The first laser was developed 50 years ago. Today we cannot imagine life without the artificially produced light waves - lasers have become an integral part of many appliances used in telecommunication, household, medicine, and research. A laser normally consists of a gain medium, which is electrically or optically pumped, inside a highly reflective optical cavity. The light in the cavity bounces back and forth in the form of modes whereby it is amplified repeatedly. One of the distinctive features of a classical laser is the steep increase of output power when a certain pumping threshold is reached. At this point, the amplification by the medium equals the losses, as the light circulates through the cavity. This is caused by the amplification of the interaction between light and atoms: The more photons are present in a mode the stronger the amplification of the light in the mode. This stimulated emission is usually observed in macroscopic lasers comprising of many atoms and photons.

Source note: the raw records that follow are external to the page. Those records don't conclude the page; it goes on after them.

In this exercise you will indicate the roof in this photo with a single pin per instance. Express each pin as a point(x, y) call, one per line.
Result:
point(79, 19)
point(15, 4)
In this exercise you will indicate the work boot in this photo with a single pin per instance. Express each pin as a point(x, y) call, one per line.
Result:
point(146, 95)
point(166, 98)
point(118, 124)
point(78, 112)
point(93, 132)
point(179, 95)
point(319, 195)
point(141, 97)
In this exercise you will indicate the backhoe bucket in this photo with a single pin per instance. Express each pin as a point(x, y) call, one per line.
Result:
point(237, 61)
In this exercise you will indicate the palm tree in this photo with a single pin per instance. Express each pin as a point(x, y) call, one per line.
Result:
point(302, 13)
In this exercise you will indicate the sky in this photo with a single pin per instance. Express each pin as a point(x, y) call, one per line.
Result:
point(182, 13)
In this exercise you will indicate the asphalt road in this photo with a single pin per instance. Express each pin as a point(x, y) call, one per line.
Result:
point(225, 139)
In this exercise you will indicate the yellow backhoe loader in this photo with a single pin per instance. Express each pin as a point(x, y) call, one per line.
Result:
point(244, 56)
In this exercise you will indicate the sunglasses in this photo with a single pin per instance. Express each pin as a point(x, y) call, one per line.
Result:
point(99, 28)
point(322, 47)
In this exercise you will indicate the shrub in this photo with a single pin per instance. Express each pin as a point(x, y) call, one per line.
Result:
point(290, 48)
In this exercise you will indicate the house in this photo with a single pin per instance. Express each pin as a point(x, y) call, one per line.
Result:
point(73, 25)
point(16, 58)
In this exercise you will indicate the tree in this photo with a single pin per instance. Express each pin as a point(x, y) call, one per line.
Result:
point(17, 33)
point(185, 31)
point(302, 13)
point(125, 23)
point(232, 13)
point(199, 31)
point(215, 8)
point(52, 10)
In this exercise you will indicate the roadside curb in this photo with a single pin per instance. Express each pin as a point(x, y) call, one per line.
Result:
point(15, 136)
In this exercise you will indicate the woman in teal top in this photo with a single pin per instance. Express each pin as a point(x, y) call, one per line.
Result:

The Innsbruck researchers have demonstrated that a laser threshold can be achieved at the smallest possible building block of a laser: a single atom, which interacts with a single mode in an optical cavity. A single calcium ion is confined in an ion trap and excited by external lasers. A high-finesse optical cavity consists of two mirrors, which traps and accumulates the photons emitted by the ion into a mode. The ion is excited cyclically by an external laser and at each cycle a photon is added to the cavity mode, which amplifies the light.
For strong atom-cavity coupling the regime of atom and cavity shows quantum mechanical behavior: Only single photons can be introduced into the cavity. "As a consequence, stimulated emission and threshold are absent," explains Francois Dubin, a French postdoc and first author of the publication. A 'quantum laser' was demonstrated in a similar regime some years ago. What is new in the experiment of the Innsbruck researchers is the ability to tune the coupling of the atom to the cavity mode. By choosing the right parameter of the drive laser, the physicists were able to achieve stronger excitation and, consequently, add more photons to the cavity. Although there was still less than one photon in the cavity, the researchers observed stimulated emission in the form of a threshold. "A single atom is a very weak amplifier. As a consequence, the threshold is much less pronounced than in classical lasers," explains Piet Schmidt.
An even stronger excitation does not result in a higher output, which is the case in a conventional laser, but in the quenching of the output due to quantum mechanical interference. This constitutes an intrinsic limitation of miniature single-atom lasers. Therefore, researchers from the University of Innsbruck want to further investigate the transition between quantum and classical lasers through the controlled addition of more and more ions interacting with the light field.
This research work is supported by the Austrian Science Fund, the European Commission and the Federation of Austrian Industry Tirol.